This work addresses the inefficiency of large reasoning models in long-chain reasoning, where redundant computation and overthinking often degrade performance. Existing approaches—such as length penalties during training or early-exit mechanisms during inference—frequently compromise accuracy or introduce additional overhead. To overcome these limitations, the authors propose Step-GRPO, a novel framework that internalizes dynamic early-exit capability directly into the model. By treating semantic reasoning steps rather than individual tokens as the fundamental unit of optimization, Step-GRPO integrates dynamic truncation with backtracking and a step-aware relative reward mechanism, enabling efficient reinforcement learning during post-training. Evaluated on three models including Qwen3-8B, the method reduces token consumption by 32.0% while maintaining or even improving reasoning accuracy, achieving a superior trade-off between accuracy and efficiency across multiple benchmarks.

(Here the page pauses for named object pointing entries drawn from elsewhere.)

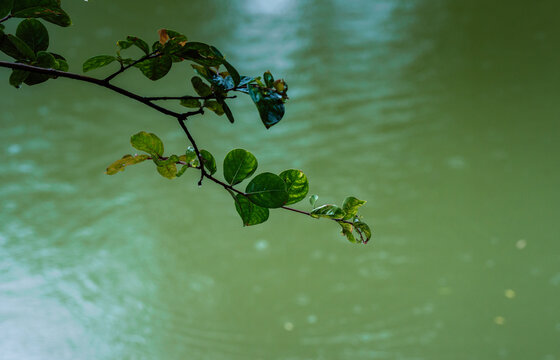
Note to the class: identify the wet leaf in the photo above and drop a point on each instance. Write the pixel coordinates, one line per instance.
(126, 160)
(268, 79)
(267, 190)
(61, 63)
(297, 185)
(239, 164)
(250, 213)
(351, 206)
(328, 211)
(313, 200)
(16, 48)
(156, 68)
(347, 231)
(233, 72)
(97, 62)
(189, 157)
(5, 7)
(209, 161)
(34, 34)
(364, 229)
(47, 10)
(214, 106)
(191, 103)
(147, 142)
(18, 77)
(204, 72)
(201, 88)
(269, 104)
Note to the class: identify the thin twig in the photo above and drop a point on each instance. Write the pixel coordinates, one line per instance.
(186, 97)
(103, 83)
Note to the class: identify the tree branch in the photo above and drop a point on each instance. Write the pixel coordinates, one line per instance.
(102, 83)
(154, 98)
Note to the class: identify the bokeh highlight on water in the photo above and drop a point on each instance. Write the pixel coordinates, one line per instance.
(442, 114)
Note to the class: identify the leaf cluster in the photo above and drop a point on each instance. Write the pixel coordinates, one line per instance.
(215, 78)
(214, 81)
(264, 191)
(30, 43)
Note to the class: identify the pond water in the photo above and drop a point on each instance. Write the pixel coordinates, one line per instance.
(444, 115)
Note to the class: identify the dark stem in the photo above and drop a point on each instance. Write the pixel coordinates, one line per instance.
(181, 119)
(9, 16)
(154, 98)
(103, 83)
(124, 68)
(231, 188)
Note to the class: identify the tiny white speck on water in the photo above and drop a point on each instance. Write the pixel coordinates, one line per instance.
(14, 149)
(43, 110)
(261, 245)
(499, 320)
(288, 326)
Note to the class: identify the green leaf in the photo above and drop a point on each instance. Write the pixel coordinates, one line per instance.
(347, 231)
(156, 68)
(296, 185)
(214, 106)
(125, 161)
(34, 34)
(267, 190)
(191, 103)
(239, 164)
(233, 72)
(200, 53)
(189, 156)
(269, 104)
(50, 13)
(268, 79)
(18, 77)
(364, 229)
(209, 161)
(139, 43)
(147, 142)
(97, 62)
(313, 200)
(328, 211)
(16, 48)
(351, 206)
(5, 7)
(168, 171)
(204, 72)
(201, 88)
(250, 213)
(44, 60)
(26, 4)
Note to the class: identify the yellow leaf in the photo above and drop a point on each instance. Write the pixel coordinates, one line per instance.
(126, 160)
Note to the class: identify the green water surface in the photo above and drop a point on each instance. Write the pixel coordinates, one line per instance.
(444, 115)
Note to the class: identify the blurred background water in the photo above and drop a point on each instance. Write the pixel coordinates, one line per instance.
(442, 114)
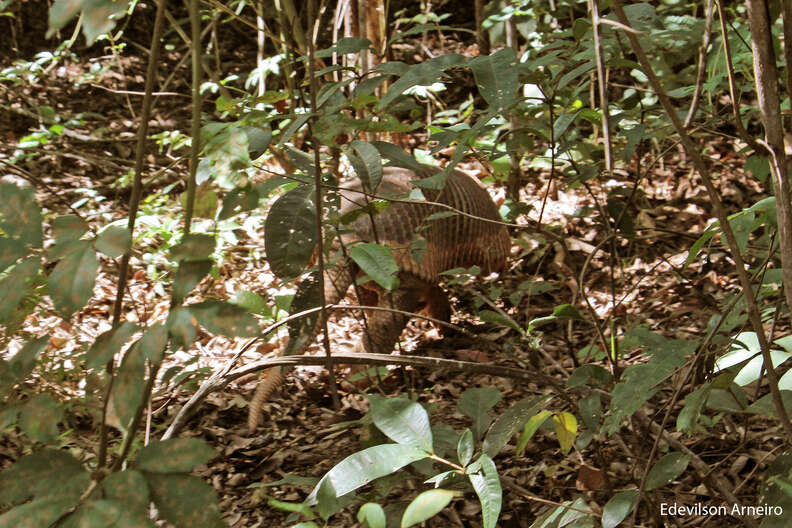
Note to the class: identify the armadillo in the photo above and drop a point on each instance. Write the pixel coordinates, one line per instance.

Large reasoning models that use long chain-of-thought excel at problem-solving yet waste compute on redundant checks. Curbing this overthinking is hard: training-time length penalties can cripple ability, while inference-time early-exit adds system overhead. To bridge this gap, we propose Step-GRPO, a novel post-training framework that internalizes dynamic early-exit capabilities directly into the model. Step-GRPO shifts the optimization objective from raw tokens to semantic steps by utilizing linguistic markers to structure reasoning. We introduce a Dynamic Truncated Rollout mechanism that exposes the model to concise high-confidence trajectories during exploration, synergized with a Step-Aware Relative Reward that dynamically penalizes redundancy based on group-level baselines. Extensive experiments across three model sizes on diverse benchmarks demonstrate that Step-GRPO achieves a superior accuracy-efficiency trade-off. On Qwen3-8B, our method reduces token consumption by 32.0\% compared to the vanilla model while avoiding the accuracy degradation observed in traditional length-penalty methods.